This exercise requires to run CellTypist. CellTypist
is a python package that can be run using python, the command-line or online through their website. For convenience, run CellTypist
online.
First export the Seurat
R object as anndata
h5ad
python-compatible object with the function zellkonverter::writeH5AD()
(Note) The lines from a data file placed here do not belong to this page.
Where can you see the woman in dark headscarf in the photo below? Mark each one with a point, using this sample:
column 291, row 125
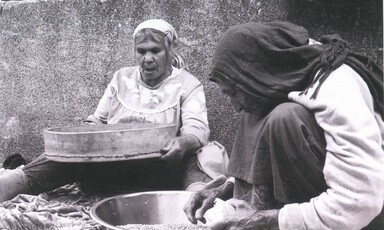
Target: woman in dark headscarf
column 309, row 150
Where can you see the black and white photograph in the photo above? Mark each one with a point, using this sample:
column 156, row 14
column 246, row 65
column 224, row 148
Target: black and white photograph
column 191, row 115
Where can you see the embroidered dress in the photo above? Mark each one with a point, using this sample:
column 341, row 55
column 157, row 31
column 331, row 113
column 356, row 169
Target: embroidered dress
column 179, row 100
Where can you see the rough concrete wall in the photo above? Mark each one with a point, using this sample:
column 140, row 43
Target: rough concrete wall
column 57, row 56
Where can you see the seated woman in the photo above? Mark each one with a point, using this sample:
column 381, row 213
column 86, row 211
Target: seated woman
column 309, row 150
column 153, row 91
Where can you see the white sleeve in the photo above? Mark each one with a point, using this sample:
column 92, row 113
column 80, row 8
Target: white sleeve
column 354, row 166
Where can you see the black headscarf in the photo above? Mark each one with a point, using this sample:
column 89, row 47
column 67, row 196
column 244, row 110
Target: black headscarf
column 269, row 60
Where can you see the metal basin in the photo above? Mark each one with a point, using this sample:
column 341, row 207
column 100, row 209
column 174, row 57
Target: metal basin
column 100, row 143
column 146, row 208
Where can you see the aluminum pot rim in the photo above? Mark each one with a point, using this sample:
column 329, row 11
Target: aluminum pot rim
column 109, row 226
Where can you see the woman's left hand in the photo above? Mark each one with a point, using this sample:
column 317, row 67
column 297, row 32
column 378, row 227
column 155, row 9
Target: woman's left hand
column 174, row 151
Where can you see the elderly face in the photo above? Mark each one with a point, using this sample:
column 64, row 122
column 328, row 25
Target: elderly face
column 153, row 60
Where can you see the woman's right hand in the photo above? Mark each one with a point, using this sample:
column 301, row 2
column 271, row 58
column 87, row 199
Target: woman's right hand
column 201, row 201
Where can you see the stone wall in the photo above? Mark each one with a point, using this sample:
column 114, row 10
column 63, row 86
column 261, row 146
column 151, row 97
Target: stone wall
column 57, row 56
by running the R code chunk below. This will create a file named pbmc3k_panc8_celltypist.h5ad
under the directory: results/cross_tissue_task/objects
. Next, go to the CellTypist
website: https://www.celltypist.org/. Put your own e-mail address. Select the model Immune_All_Low.pkl
which comprises a model for annotation of immune cells. Allow majority voting. Finally, upload the file pbmc3k_panc8_celltypist.h5ad
.
## Automatic cell annotation
file.name <- file.path(res.dir[3], "pbmc3k_panc8_celltypist.h5ad")
cat("Exporting Seurat object as '.h5ad' format to:", gsub("\\../", "", file.name), "\n")
## Exporting Seurat object as '.h5ad' format to: results/cross_tissue_task/objects/pbmc3k_panc8_celltypist.h5ad
zellkonverter::writeH5AD(sce = as.SingleCellExperiment(seu), file = file.name, X_name = "logcounts")
You should receive an e-mail with a download link with the result. Download the result - predictions.tar.gz
- and put the result into the directory: results/cross_tissue_task/tables
. In alternative, you can substitute the url below (because it’s only valid for 7 days) by copying and pasting the link you received in your own e-mail and replace the variable FALSE
by TRUE
for the variable use.url
.
Plot the predicted labels for both data sets.
## Plot labels from CellTypist
# Download predictions
use.url <- FALSE # if you wanna use the url, replace the url by the url you received in your e-mail and replace FALSE by TRUE
if (use.url) { # download: url only valid for 7 days
url <- "https://celltypist.cog.sanger.ac.uk/uploads/9cd807d8-69de-4b7c-a827-70e51c4a8b4a/predictions.tar.gz?AWSAccessKeyId=C068AUIY7F6SNEJUTEPA&Signature=XY4lL4D%2FWnuuBhV5%2BDOCimkyxSk%3D&Expires=1720176188"
download.file(url = url, destfile = file.path(res.dir[2], "predictions.tar.gz"))
}
# Decompress the file with predictions
untar(tarfile = file.path(res.dir[2], "predictions.tar.gz"), exdir = res.dir[2])
# Add predictions to Seurat object
seu@meta.data[,c("predicted_labels", "over_clustering", "majority_voting")] <- read.table(file = file.path(res.dir[2],
"predicted_labels.csv"),
header = TRUE, sep = ",", row.names = 1)
# Plot predictions
DimPlot(object = seu, reduction = "umap.unintegrated", group.by = "majority_voting",
split.by = "batch", pt.size = 0.1, label = TRUE)
(10 min)
AIM: Compare different integration methods.
First, split
the layers of data by batch before performing integration. Then, apply the standard Seurat
workflow. Finally, call the function IntegrateLayers()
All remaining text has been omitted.